The Other Brown Meat

Story Sent in by Cecil:

Betty and I were walking around a downtown area when she asked me if I wanted lunch. I did, and she asked if we could go to a Chinese place nearby that she really liked.

When we walked through the hole-in-the-wall's front door, a cloud rushed into our faces. It was a cloud of flies. After waving my arms around like a madman and swatting flies away from my mouth, I turned to Betty and said, "Someplace else?"

Betty looked at me as if I was turning down free food at a five-star restaurant. "What's wrong?" she asked.

"The flies, and..." the unmistakable smell of curry and body odor wafted into my nostrils. I held my breath. "There's no way I'm eating here."

She said, "It's just the smell of the food. It's really good. Come on."

"You don't smell that?"

"It's just the food. Come on."

Against my better judgment, I sat down with her in the empty restaurant, thinking that I'd just eat something light, like a salad or steamed vegetables.

A waitress, who looked to be no older than 10, came to our table and asked us if we wanted milk. Betty asked for a water, but I didn't ask for anything. Without even placing an order, the waitress arrived at our table, several minutes later, with Betty's water and two plates of unidentifiable meat in a soup of brown sauce.

Betty dug right in. I said, "We didn't order this."

She replied, "So? Don't look a gift horse in the mouth." She slurped up the sludge.

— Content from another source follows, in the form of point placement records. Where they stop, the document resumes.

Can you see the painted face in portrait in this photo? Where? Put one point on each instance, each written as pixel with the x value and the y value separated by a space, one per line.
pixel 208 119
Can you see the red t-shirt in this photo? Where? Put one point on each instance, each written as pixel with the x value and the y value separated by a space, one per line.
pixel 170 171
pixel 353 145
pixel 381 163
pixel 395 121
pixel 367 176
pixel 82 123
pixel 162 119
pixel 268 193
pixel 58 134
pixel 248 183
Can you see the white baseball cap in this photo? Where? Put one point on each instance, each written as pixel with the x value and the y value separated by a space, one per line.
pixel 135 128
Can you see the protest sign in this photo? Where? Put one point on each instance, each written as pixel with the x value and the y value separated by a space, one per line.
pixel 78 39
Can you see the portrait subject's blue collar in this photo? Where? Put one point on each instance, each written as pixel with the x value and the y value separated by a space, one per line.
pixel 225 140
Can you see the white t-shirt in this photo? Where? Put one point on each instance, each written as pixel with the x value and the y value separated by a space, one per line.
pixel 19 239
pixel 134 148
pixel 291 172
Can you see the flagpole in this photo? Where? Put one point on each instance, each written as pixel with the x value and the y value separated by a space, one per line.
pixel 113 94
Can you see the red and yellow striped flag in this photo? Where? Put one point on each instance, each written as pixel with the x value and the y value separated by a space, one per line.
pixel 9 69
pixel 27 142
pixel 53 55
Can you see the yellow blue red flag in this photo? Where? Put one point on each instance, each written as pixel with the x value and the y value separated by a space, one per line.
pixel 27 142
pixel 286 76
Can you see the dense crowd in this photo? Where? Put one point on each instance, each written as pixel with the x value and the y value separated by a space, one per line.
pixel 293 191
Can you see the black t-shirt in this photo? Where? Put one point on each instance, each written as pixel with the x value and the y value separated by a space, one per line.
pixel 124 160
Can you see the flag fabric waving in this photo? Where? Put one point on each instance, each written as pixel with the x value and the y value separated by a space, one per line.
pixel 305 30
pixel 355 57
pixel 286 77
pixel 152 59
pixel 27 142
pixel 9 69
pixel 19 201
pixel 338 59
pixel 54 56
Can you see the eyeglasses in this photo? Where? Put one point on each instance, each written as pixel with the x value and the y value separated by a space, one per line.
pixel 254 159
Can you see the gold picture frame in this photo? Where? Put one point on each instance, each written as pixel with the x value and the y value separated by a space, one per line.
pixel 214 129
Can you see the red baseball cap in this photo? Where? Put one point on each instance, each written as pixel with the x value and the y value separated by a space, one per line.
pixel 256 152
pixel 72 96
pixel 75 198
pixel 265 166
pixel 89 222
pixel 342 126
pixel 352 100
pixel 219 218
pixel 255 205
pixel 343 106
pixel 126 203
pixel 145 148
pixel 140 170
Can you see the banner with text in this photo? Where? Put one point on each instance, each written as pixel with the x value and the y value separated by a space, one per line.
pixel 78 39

I sniffed at it and decided that I'd be better off eating mud.

The waitress came back and asked me if I didn't like the food. I said, "I'm not hungry," and she took it away.

Betty polished off her mystery meal, and when the check came, she paid for it.

After we left the place, Betty complained of a sour stomach. I mentioned to her my belief that the food in that restaurant (if food it was) may not have been as well-prepared as it should have been. She croaked in agreement, and then we found a public bathroom for her.

She was in there for a good, long while. When she came out, she was green. I offered to take her home and put her to bed, which I did. We never went out again, and I sure as hell won't bring any of my future dates to that place. As of this writing, it's still there.


  1. I was sort of hoping that you'd name this place, but I suppose that given your description, it wouldn't take more than a handful of brain cells to decide to eat somewhere else.

  2. I once took my ex to a Chinese place [I like Chinese food, but I don't love it, and I think Chinese food in the US is probably as Chinese as French Fries are French] for the lunch buffet. We had to prepay, and I thought it was cool that they had a cricket perched on the cash register. Except... not a cricket. I pointed to the critter and told the lady "there's a roach on your register". She looked at the roach, then back at me as if to suggest what's the big deal, it's the family pet. I recall capitulating to my ex's hatred of confrontation and agreeing to eat there. Better to see a roach on a register than in your food. Luckily, we didn't turn green.

    1. If you actually see a roach...guaranteed there is an infestation of them in the back kitchen.
      While you may not have seen one in whole in your food...you probably enjoyed roach pieces; mouse droppings and other various bug parts in your moo-goo-gai-pan.

  3. There's some perfectly good Chinese food in the US. I work with a number of people who were born in China, and there are two restaurants within 10 minutes of my office that they consider authentic.. The really authentic ones offer things like pig stomach, frog, etc. :) And authentic Szechwan is very very spicy..

  4. Was it just me or did OP seem like the bad date?